Lukanka Meze Platter with Sirene and Rakia
Recipes with Lukanka
The canonical Bulgarian meze. A wooden board of thin-sliced lukanka next to white sirene cubes, ripe tomato wedges salted with summer savory, sliced cucumber, green olives, and torn bread, with a small glass of cold rakia to sip between bites. No cooking — the whole recipe is about cutting cleanly, plating loosely, and pacing the meal slowly. The way every Bulgarian dinner starts on a summer evening.
Prep Time
15 min
Cook Time
0 min
Servings
4
Difficulty
Easy
Ingredients
- 250g Lukanka, at room temperature
- 200g Bulgarian sirene cheese, in cubes
- 3 ripe tomatoes, in thick wedges
- 1 cucumber, sliced 1 cm
- Handful green Bulgarian olives
- 1 small red onion, in thin rings
- Half a loaf of crusty bread, torn
- Extra-virgin sunflower oil
- 1 tsp dried summer savory (chubritsa)
- Cold rakia, 4 small glasses
Steps
Take the lukanka out of the fridge 30 minutes before serving. Cold-from-the-fridge slices are rubbery; room-temperature ones bend.

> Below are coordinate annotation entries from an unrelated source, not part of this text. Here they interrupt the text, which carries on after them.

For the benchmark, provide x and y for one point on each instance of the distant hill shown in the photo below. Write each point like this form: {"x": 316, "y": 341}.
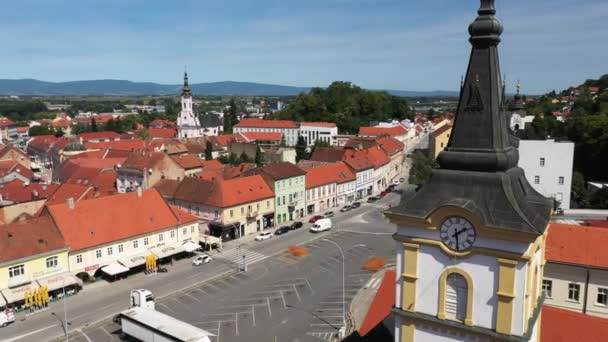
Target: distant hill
{"x": 32, "y": 87}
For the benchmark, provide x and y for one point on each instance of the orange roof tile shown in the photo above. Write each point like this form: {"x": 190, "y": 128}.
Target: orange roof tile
{"x": 223, "y": 193}
{"x": 560, "y": 325}
{"x": 260, "y": 123}
{"x": 379, "y": 131}
{"x": 22, "y": 239}
{"x": 16, "y": 191}
{"x": 581, "y": 245}
{"x": 255, "y": 136}
{"x": 106, "y": 219}
{"x": 88, "y": 136}
{"x": 327, "y": 174}
{"x": 319, "y": 124}
{"x": 391, "y": 145}
{"x": 163, "y": 132}
{"x": 187, "y": 161}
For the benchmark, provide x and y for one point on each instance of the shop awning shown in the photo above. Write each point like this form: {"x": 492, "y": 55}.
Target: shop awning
{"x": 114, "y": 269}
{"x": 133, "y": 260}
{"x": 2, "y": 302}
{"x": 16, "y": 294}
{"x": 166, "y": 250}
{"x": 58, "y": 281}
{"x": 190, "y": 246}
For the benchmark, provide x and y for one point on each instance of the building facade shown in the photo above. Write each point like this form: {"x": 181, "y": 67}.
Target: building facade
{"x": 288, "y": 129}
{"x": 469, "y": 266}
{"x": 548, "y": 165}
{"x": 312, "y": 132}
{"x": 288, "y": 183}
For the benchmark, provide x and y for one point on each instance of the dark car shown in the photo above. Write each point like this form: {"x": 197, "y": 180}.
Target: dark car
{"x": 281, "y": 230}
{"x": 296, "y": 225}
{"x": 345, "y": 208}
{"x": 315, "y": 218}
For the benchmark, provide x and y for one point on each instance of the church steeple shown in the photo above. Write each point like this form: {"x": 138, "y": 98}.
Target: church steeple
{"x": 478, "y": 168}
{"x": 186, "y": 91}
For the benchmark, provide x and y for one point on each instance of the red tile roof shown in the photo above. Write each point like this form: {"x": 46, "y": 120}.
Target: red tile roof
{"x": 441, "y": 130}
{"x": 4, "y": 122}
{"x": 23, "y": 239}
{"x": 331, "y": 173}
{"x": 65, "y": 191}
{"x": 560, "y": 325}
{"x": 327, "y": 154}
{"x": 579, "y": 245}
{"x": 210, "y": 165}
{"x": 259, "y": 123}
{"x": 381, "y": 305}
{"x": 163, "y": 132}
{"x": 111, "y": 218}
{"x": 379, "y": 131}
{"x": 319, "y": 124}
{"x": 187, "y": 161}
{"x": 255, "y": 136}
{"x": 98, "y": 136}
{"x": 16, "y": 191}
{"x": 391, "y": 145}
{"x": 223, "y": 193}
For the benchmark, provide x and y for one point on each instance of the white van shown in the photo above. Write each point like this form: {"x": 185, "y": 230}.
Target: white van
{"x": 321, "y": 226}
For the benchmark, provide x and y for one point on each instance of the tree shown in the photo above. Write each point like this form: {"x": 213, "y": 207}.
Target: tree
{"x": 301, "y": 148}
{"x": 422, "y": 167}
{"x": 208, "y": 151}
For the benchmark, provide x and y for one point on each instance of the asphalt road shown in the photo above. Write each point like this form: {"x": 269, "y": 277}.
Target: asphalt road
{"x": 216, "y": 287}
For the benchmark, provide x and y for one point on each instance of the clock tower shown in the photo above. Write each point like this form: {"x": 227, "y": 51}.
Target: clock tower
{"x": 470, "y": 242}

Peel the casing from one half of the lukanka. Hold the knife at a 45-degree angle and slice thin, about 3 mm. The bias cut gives a longer oval slice with more surface.
Lay the slices in a fan across the centre of a wooden board, slightly overlapping.
Cube the sirene with a wet knife (it crumbles less). Arrange around the lukanka along with tomato wedges, cucumber slices, onion rings, and olives. Tear bread into rough pieces.
Drizzle the tomatoes and sirene with sunflower oil. Sprinkle the tomatoes with chubritsa. Pour the rakia into chilled small glasses.
Eat slowly. The pattern is: bite of lukanka, sip of rakia, bite of sirene with tomato, slow conversation, repeat. The meze is not a starter; it is the dinner. Mains can wait an hour.
Tips
If sirene is hard to find, use a fresh French feta — closer to Bulgarian sirene than aged Greek versions. Chubritsa (Satureja hortensis) is the indispensable Bulgarian seasoning; thyme is the rough substitute but loses the citrus note. Pace the rakia at one shot per twenty minutes — it's 40 percent alcohol.